L’assemblea legislativa regionale ha approvato l’emendamento presentato dal consigliere della Lega Nord, Daniele Marchetti, che scongiura l’obbligo di doversi recare presso il punto per le prenotazioni dell’Ausl del luogo in cui verrà effettuata la visita. “Un atto di buon senso soprattutto nei confronti delle persone più anziane, che sono quelle che hanno più necessità di ricorrere ai presidi ospedalieri per effettuare esami”

Via gli ostacoli digitali che attualmente impediscono ai cittadini di prenotare, dal proprio territorio di residenza, prestazioni sanitarie di 2° e 3° livello erogate soltanto da altre aziende sanitarie rispetto a quella di riferimento.
Un colpo di mano che porta la firma del consigliere regionale della Lega Nord, Daniele Marchetti, che ha presentato un emendamento al Documento di Economia e Finanza della Regione, approvato oggi all’Assemblea legislativa, riunita in assise.
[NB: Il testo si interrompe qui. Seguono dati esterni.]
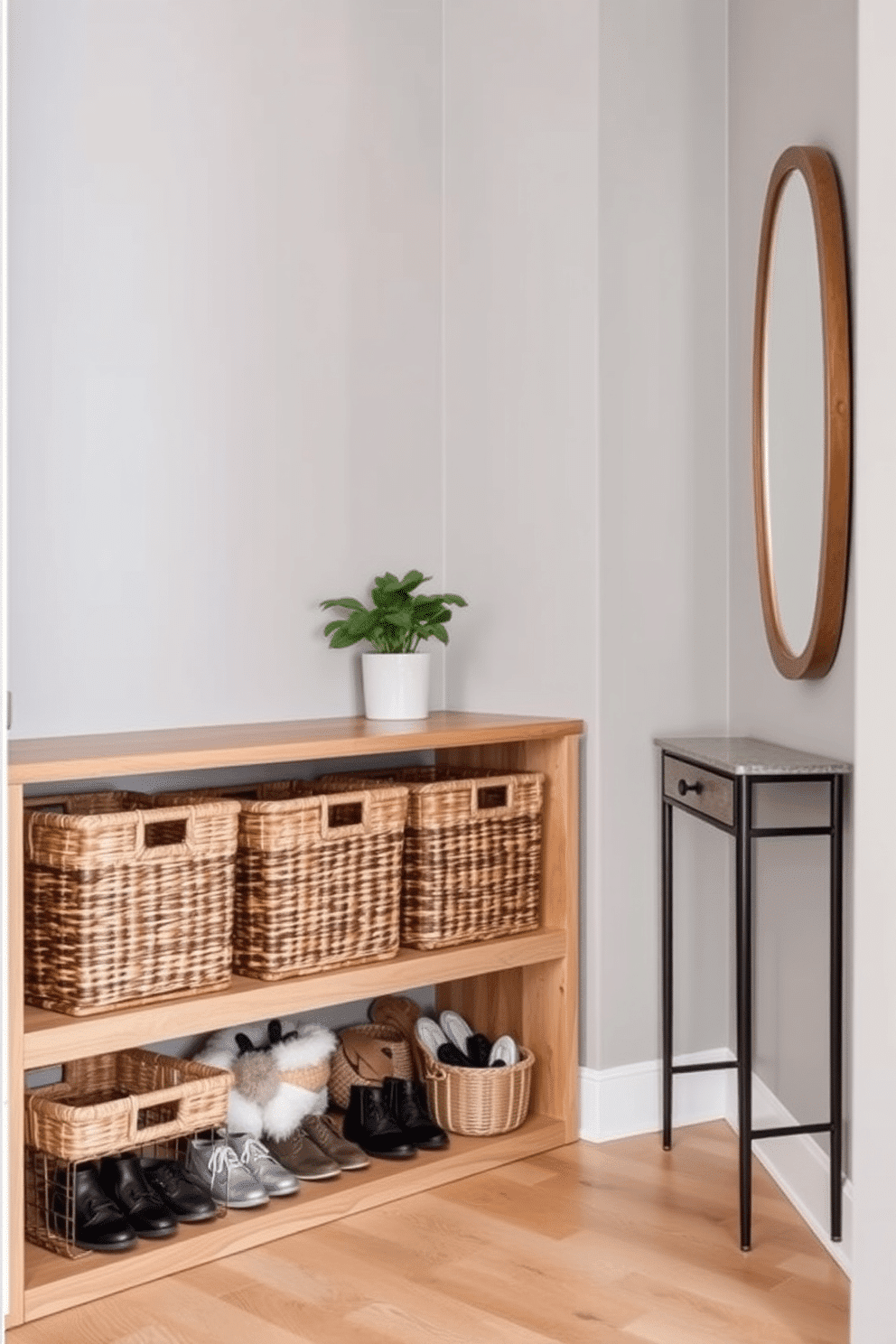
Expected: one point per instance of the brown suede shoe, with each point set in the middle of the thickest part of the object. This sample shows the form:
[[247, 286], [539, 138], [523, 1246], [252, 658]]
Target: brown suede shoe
[[300, 1154], [322, 1131]]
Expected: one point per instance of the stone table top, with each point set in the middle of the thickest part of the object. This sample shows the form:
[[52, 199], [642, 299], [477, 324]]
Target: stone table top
[[751, 756]]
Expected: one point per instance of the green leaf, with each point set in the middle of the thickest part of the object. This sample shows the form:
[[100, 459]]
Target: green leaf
[[426, 606], [350, 603], [341, 640], [360, 622]]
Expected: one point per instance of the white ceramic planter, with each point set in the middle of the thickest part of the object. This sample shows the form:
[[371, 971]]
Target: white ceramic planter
[[397, 686]]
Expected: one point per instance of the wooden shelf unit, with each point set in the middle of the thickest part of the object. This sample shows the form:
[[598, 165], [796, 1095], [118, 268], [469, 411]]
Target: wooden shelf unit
[[524, 985]]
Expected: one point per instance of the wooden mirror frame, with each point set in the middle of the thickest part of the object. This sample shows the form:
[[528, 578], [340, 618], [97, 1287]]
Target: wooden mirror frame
[[818, 655]]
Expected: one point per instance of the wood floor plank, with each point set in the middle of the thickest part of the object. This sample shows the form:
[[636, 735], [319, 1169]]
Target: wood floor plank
[[612, 1244]]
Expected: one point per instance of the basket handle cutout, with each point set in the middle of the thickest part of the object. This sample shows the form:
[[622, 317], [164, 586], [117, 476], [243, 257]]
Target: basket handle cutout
[[164, 834], [350, 816], [156, 1115], [496, 796], [492, 796], [157, 834], [344, 815]]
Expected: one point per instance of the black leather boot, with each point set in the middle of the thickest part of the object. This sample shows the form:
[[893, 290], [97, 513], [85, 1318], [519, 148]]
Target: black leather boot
[[408, 1106], [124, 1181], [371, 1126], [98, 1223]]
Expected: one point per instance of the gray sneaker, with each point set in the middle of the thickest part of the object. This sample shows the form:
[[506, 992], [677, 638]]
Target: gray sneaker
[[266, 1171], [300, 1154], [322, 1131], [222, 1173]]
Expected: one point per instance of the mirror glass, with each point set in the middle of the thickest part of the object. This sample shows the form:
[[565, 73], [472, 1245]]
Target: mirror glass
[[794, 412], [802, 413]]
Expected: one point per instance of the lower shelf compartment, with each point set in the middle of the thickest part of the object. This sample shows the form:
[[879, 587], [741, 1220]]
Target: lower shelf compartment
[[54, 1283]]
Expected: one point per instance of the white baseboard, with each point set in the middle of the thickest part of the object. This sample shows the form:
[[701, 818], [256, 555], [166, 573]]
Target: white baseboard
[[798, 1167], [621, 1102]]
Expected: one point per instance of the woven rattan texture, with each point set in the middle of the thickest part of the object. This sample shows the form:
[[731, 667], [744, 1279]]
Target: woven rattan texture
[[471, 873], [113, 919], [480, 1101], [350, 1069], [151, 1097], [311, 898]]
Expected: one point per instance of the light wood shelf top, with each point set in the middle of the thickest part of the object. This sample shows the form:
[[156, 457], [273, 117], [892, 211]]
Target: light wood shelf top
[[54, 1283], [51, 1038], [49, 760]]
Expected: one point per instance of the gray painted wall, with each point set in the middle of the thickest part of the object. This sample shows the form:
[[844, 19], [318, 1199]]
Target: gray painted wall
[[225, 317], [520, 391], [662, 509], [873, 1320], [791, 79]]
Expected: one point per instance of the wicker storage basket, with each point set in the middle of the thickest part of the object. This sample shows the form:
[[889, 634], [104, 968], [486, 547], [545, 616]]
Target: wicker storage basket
[[317, 881], [126, 905], [471, 866], [124, 1099], [388, 1057], [479, 1101]]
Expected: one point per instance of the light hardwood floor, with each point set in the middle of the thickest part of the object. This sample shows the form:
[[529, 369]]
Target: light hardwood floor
[[618, 1242]]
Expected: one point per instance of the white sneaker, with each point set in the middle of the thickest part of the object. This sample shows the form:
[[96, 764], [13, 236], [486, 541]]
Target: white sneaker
[[504, 1051], [269, 1173], [219, 1170]]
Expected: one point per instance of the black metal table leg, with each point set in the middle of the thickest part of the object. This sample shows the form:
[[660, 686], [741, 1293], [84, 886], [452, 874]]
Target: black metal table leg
[[667, 975], [743, 882], [835, 1004]]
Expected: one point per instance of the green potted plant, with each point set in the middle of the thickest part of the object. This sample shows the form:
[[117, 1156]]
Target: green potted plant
[[397, 674]]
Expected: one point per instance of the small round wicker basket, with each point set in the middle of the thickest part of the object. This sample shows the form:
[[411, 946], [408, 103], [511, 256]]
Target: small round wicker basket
[[479, 1101]]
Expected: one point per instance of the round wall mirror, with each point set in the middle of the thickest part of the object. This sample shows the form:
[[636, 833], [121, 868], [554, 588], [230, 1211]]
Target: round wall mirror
[[802, 420]]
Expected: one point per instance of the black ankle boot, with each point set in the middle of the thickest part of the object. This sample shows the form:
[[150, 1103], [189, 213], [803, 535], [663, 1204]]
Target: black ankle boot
[[410, 1109], [371, 1126]]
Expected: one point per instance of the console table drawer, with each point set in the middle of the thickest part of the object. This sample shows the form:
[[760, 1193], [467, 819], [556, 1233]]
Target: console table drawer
[[699, 789]]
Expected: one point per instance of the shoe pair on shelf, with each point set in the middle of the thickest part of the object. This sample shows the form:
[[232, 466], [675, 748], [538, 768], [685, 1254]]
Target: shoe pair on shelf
[[238, 1171], [316, 1151], [126, 1198], [391, 1120], [453, 1041]]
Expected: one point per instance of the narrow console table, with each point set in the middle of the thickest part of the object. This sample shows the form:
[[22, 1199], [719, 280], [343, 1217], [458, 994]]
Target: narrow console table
[[714, 779]]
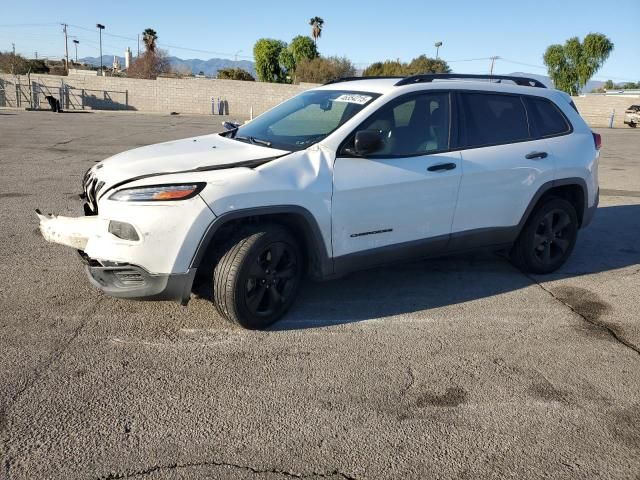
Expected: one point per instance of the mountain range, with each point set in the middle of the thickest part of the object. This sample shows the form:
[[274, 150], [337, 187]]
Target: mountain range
[[210, 68]]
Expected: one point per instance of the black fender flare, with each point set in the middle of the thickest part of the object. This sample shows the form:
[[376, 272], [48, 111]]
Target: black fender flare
[[561, 182], [321, 262]]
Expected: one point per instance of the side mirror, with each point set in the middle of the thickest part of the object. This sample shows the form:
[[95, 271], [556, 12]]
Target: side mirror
[[367, 142]]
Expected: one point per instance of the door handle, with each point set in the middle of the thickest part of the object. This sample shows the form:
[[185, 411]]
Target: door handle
[[534, 155], [440, 167]]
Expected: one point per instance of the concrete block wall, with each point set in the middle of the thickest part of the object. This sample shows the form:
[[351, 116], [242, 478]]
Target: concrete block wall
[[596, 109], [164, 95], [193, 95]]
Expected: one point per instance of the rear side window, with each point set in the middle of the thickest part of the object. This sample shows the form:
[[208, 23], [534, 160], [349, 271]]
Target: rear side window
[[492, 119], [545, 117]]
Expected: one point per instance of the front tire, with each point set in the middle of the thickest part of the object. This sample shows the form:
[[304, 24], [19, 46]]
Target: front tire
[[548, 237], [258, 276]]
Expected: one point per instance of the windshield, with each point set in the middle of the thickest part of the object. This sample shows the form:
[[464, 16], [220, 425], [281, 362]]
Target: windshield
[[304, 120]]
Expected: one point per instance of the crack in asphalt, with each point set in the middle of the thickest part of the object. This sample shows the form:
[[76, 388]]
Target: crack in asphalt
[[39, 372], [172, 466], [607, 328], [411, 381]]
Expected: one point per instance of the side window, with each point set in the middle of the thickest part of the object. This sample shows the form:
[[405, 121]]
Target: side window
[[545, 117], [412, 126], [492, 119]]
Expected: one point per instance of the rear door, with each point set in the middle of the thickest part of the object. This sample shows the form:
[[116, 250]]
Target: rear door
[[503, 166], [402, 197]]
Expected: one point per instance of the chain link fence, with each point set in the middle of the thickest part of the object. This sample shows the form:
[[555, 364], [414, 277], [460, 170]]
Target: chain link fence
[[33, 95]]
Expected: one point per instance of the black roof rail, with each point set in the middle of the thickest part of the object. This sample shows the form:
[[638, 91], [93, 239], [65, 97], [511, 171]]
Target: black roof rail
[[354, 79], [430, 77]]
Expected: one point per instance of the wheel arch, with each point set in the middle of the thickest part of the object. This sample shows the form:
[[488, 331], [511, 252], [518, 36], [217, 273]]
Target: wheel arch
[[572, 189], [297, 219]]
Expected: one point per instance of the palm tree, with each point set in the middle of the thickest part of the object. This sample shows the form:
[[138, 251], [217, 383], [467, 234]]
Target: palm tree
[[316, 28], [149, 37]]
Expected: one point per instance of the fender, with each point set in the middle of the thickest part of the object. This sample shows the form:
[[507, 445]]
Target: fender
[[321, 264], [585, 215]]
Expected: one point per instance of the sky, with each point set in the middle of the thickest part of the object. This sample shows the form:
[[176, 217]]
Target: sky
[[364, 31]]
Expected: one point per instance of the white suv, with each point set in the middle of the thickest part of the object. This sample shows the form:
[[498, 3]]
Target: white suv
[[356, 173]]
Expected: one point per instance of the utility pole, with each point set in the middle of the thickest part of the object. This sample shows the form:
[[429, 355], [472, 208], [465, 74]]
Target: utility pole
[[493, 60], [100, 27], [66, 48], [437, 45]]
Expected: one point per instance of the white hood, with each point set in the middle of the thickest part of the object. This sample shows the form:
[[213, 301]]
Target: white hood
[[207, 151]]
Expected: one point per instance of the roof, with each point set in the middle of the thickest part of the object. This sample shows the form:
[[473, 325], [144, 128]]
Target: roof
[[385, 85]]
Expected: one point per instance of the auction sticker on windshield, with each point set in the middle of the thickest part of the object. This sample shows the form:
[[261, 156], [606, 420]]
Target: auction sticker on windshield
[[353, 98]]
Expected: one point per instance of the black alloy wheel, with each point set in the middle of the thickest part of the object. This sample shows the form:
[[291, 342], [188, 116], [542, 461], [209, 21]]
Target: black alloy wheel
[[271, 279], [257, 276], [547, 238]]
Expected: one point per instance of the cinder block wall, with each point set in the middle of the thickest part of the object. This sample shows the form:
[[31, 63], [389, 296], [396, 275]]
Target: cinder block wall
[[596, 109], [164, 95], [193, 95]]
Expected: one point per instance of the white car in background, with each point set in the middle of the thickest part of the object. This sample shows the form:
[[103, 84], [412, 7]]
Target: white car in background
[[353, 174]]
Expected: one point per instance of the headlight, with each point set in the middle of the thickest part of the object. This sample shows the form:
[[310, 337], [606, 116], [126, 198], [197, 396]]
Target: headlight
[[158, 192]]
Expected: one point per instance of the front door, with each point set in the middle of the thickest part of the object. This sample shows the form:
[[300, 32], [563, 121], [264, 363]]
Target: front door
[[399, 201]]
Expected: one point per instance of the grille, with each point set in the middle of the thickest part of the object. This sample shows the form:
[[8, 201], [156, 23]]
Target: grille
[[91, 187]]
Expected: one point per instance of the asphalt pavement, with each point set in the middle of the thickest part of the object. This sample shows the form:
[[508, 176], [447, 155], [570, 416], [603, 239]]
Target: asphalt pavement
[[460, 367]]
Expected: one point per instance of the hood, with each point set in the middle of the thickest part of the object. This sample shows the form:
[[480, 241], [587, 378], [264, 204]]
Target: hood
[[207, 152]]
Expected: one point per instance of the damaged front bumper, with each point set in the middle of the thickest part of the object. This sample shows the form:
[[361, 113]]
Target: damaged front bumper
[[155, 266], [125, 280], [117, 279], [70, 231]]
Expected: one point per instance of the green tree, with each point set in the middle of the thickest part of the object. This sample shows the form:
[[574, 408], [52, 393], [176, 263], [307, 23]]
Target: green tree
[[287, 64], [266, 53], [303, 47], [149, 37], [14, 64], [396, 68], [424, 64], [571, 65], [317, 25], [321, 70], [235, 74], [299, 49]]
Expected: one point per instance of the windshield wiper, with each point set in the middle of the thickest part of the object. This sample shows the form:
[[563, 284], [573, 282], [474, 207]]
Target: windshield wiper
[[253, 140]]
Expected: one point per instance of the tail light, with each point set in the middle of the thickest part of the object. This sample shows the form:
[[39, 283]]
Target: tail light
[[597, 140]]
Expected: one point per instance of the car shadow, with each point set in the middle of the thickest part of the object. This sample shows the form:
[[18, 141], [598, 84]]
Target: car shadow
[[609, 243]]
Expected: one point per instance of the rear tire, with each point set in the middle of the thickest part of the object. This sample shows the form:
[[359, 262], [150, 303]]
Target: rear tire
[[548, 237], [257, 277]]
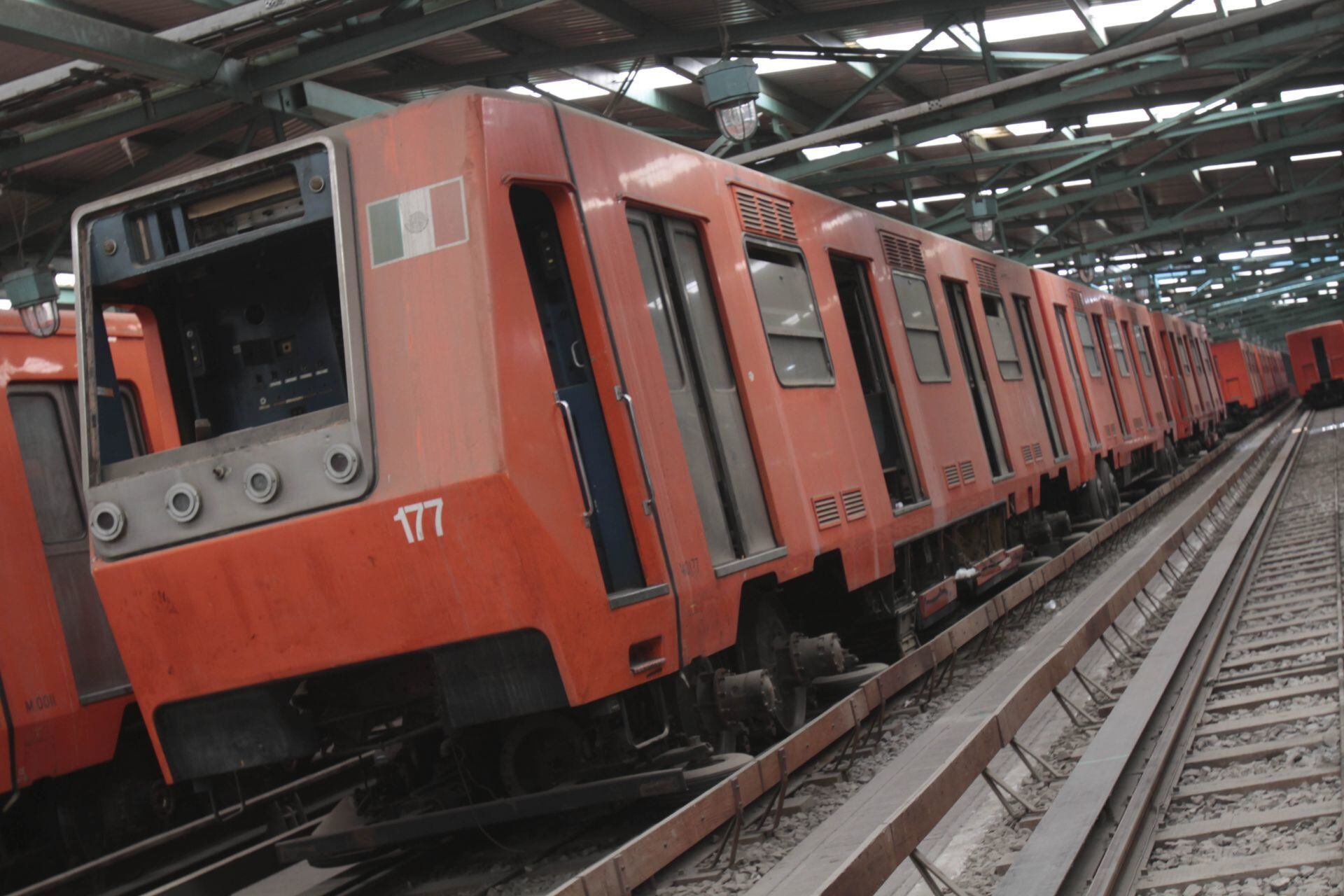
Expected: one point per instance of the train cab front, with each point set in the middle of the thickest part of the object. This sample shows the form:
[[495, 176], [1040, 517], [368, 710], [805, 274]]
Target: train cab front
[[336, 551]]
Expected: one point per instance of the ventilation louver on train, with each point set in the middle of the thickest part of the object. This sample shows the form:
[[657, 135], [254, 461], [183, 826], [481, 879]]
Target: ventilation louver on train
[[987, 274], [765, 216], [952, 476], [827, 511], [854, 505], [902, 254]]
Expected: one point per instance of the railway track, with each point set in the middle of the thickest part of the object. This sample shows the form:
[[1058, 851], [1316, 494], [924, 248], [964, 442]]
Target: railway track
[[1236, 786], [699, 844]]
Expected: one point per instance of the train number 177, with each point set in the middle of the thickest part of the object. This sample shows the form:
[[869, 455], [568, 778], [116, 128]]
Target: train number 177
[[403, 516]]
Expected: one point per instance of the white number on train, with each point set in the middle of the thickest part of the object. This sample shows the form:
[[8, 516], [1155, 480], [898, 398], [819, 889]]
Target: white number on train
[[403, 516]]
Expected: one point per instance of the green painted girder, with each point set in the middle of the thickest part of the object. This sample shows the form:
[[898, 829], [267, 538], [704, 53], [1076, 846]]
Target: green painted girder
[[70, 34], [1144, 134], [1171, 225], [1038, 105]]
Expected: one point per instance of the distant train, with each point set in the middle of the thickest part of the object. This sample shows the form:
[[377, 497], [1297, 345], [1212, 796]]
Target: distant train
[[1317, 363], [517, 431], [74, 758], [1253, 377]]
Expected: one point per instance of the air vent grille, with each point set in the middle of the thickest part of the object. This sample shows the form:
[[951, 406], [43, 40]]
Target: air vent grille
[[765, 216], [828, 511], [952, 475], [854, 505], [902, 254], [987, 274]]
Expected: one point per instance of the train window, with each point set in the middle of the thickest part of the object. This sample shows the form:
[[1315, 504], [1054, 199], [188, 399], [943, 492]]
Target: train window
[[1089, 344], [790, 317], [1073, 371], [1000, 333], [1117, 346], [1144, 360], [51, 484], [921, 328]]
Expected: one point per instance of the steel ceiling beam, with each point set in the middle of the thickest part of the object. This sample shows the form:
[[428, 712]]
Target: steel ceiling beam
[[1032, 106], [676, 41], [290, 67], [1092, 65], [1171, 225], [71, 34], [144, 167]]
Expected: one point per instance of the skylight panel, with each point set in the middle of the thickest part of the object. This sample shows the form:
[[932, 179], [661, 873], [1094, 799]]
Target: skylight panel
[[1123, 117], [940, 141], [571, 89], [904, 41], [1310, 156], [774, 65], [659, 77], [1041, 24], [1303, 93], [1227, 166], [1163, 113], [812, 153], [1027, 128]]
“Un atto di buon senso soprattutto nei confronti delle persone più anziane, che oltre ad essere coloro che hanno più necessità di ricorrere ai presidi ospedalieri per effettuare esami, sono anche coloro che trovano le maggiori difficoltà nell’utilizzo degli strumenti informatici – commenta il leghista -. Un emendamento che, al di là degli indubbi risvolti pratici, assume un valore di giustizia sociale e, soprattutto, rende effettivo il diritto alle cure sancito dalla nostra Carta costituzionale”.
“L’accesso alle cure mediche è un bene primario e il diritto all’accesso alle cure mediche e all’assistenza sanitaria sono e devono rimanere i pilastri della nostra società” conclude Marchetti.
Grazie all’emendamento approvato in Assemblea, tutte le prestazioni specialistiche potranno oggi essere prenotate nei Cup locali, senza più doversi trovare di fronte al complicato bivio di fissarle da computer attraverso il fascicolo sanitario elettronico oppure doversi recare in uno dei punti Cup dell’area nella quale sorge il nosocomio nel quale devono essere effettuati gli esami medici.